I think finally see the gap of understanding. I was talking
about years-long project. I was talking about the time
wikipedia reaches the next milestone 1,000,000 (million-
pedia? haha). It seemed that eventually we have to go to the
same path that big sites like google or amazon went. As you
and I know, Google is heavily decentralized and it is one of
its strength. I bet you know about load balancers (I know
almost nothing about it thought). In my knowledge, most of
huge sites decentraize their site to mimi servers like
Google. We, of course, don't have finance to sustain such a
huge decentralized data-center. But we have decent
democratic community. The strehgth of us is that community.
As I wikipediaholic (ach!), I am so worried about the future
of wikipedia in terms of the server.
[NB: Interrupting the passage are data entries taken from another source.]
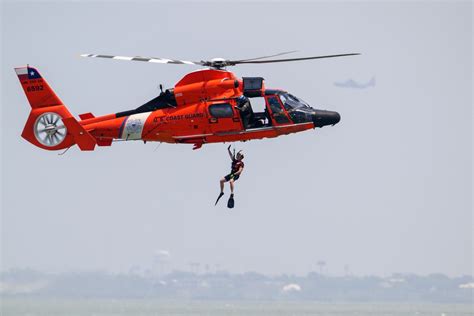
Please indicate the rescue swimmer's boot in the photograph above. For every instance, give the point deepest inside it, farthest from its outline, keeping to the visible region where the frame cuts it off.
(219, 197)
(230, 203)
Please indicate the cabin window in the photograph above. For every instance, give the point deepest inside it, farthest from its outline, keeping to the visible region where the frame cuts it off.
(278, 113)
(221, 110)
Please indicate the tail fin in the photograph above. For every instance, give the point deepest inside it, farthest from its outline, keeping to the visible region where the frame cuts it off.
(37, 90)
(50, 125)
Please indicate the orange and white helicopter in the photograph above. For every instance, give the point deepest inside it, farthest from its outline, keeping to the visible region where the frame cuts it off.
(209, 105)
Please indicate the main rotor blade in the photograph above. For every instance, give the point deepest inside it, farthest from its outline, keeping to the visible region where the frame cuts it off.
(290, 59)
(262, 57)
(145, 59)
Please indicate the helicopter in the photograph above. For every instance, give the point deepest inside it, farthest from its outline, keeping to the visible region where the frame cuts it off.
(209, 105)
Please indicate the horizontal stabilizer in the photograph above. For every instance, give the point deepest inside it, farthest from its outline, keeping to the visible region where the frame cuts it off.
(83, 139)
(85, 116)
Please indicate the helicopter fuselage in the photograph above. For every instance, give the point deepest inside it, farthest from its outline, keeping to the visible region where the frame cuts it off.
(205, 106)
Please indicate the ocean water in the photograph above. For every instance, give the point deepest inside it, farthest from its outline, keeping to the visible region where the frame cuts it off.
(146, 307)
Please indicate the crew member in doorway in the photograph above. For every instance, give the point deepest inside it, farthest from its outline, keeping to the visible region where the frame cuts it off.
(236, 170)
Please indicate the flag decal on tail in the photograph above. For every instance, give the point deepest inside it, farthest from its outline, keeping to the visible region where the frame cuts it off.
(26, 73)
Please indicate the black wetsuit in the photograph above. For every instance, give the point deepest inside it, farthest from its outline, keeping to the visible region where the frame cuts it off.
(236, 165)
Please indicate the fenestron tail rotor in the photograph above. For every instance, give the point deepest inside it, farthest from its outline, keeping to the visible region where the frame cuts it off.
(217, 63)
(49, 129)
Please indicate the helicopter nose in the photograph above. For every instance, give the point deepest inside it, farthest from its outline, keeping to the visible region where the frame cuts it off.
(322, 118)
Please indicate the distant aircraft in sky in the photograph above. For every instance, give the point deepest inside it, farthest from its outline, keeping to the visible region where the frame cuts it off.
(354, 84)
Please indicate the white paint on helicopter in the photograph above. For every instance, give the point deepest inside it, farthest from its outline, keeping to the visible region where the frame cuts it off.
(134, 126)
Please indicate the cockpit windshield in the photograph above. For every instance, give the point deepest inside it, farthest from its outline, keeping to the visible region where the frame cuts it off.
(291, 102)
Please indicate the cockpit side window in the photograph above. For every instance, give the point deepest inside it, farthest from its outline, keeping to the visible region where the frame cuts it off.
(291, 102)
(277, 111)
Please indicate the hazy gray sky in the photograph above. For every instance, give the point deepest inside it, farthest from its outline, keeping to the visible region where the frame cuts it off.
(389, 189)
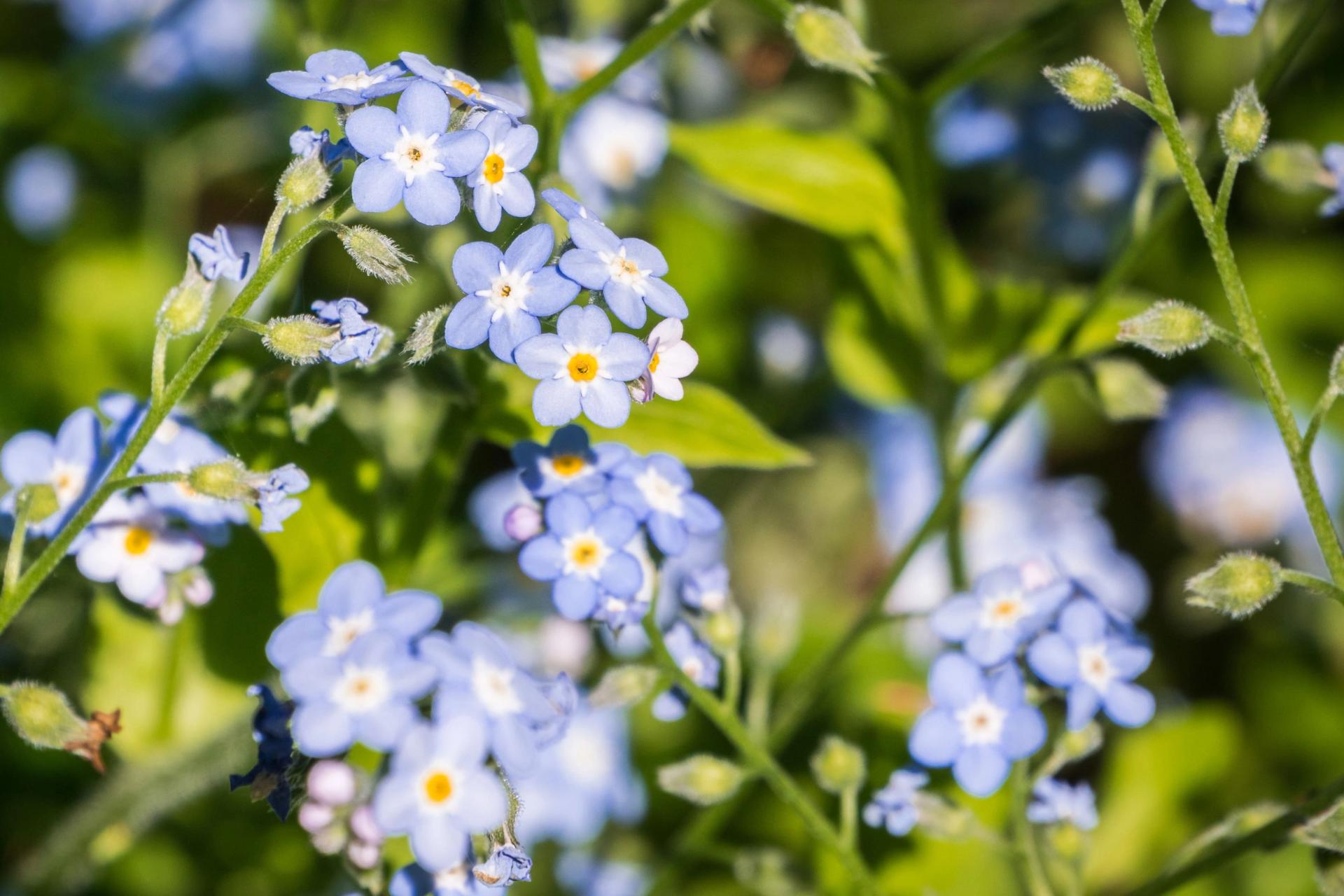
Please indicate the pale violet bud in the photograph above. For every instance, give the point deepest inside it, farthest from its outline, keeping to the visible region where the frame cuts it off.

We need definitely
better solution (if not necessary my decentralized server
idea). Possible solution includes the proposal Pieter's
published scripts or better web-site for wikipedia
developers. (It seemed quite a few people who are actually
coding for wikipedia, compared with the scale of wikipedians
writing articles)
wiki is *very* hard to decentralize
I knew this. But can we figure out about how in here? I am
not saying you do what I told. I can cooporate of course,
tons of skilled programmers can do too I guess.
If you think this debate is totally wasting time (I mean if
I, who knows little, am annoying this mailing list), let me
know then I quit but if not, please give me a comment.
Okay, how about this? It seems to me that one of core
problems is rendering requires queries about whether the
page exists or not. I remember the post saying the rendering
of a page containg many internal links is one of bottleneck
(I suppose it is still true).
First, each mimi-wikipedia has a database about if the page
exists or not and subscribes the list of newly-made pages.
Also, when it is launched, it downloads the complete list of
new pages. Because now that each mimi knows which page
exists or not regardless its mimi-database, it is possible
to render the page without querying the main database.
For disclamiler, probably I am wrong. But if you can, can
you tell me why and how so?
Anyway, I understand wikipedia still can be optimized much
(that I didn't know in the first time I posted my proposal)
Sure, if we can optimize the database and it gains the huge
increase in performance hopefully, we should head for there
of course. The priority should be optimization of the
database. I agree.
Anyhow, I approciate your detailed explanation about the
problem we face now to me who knows really little.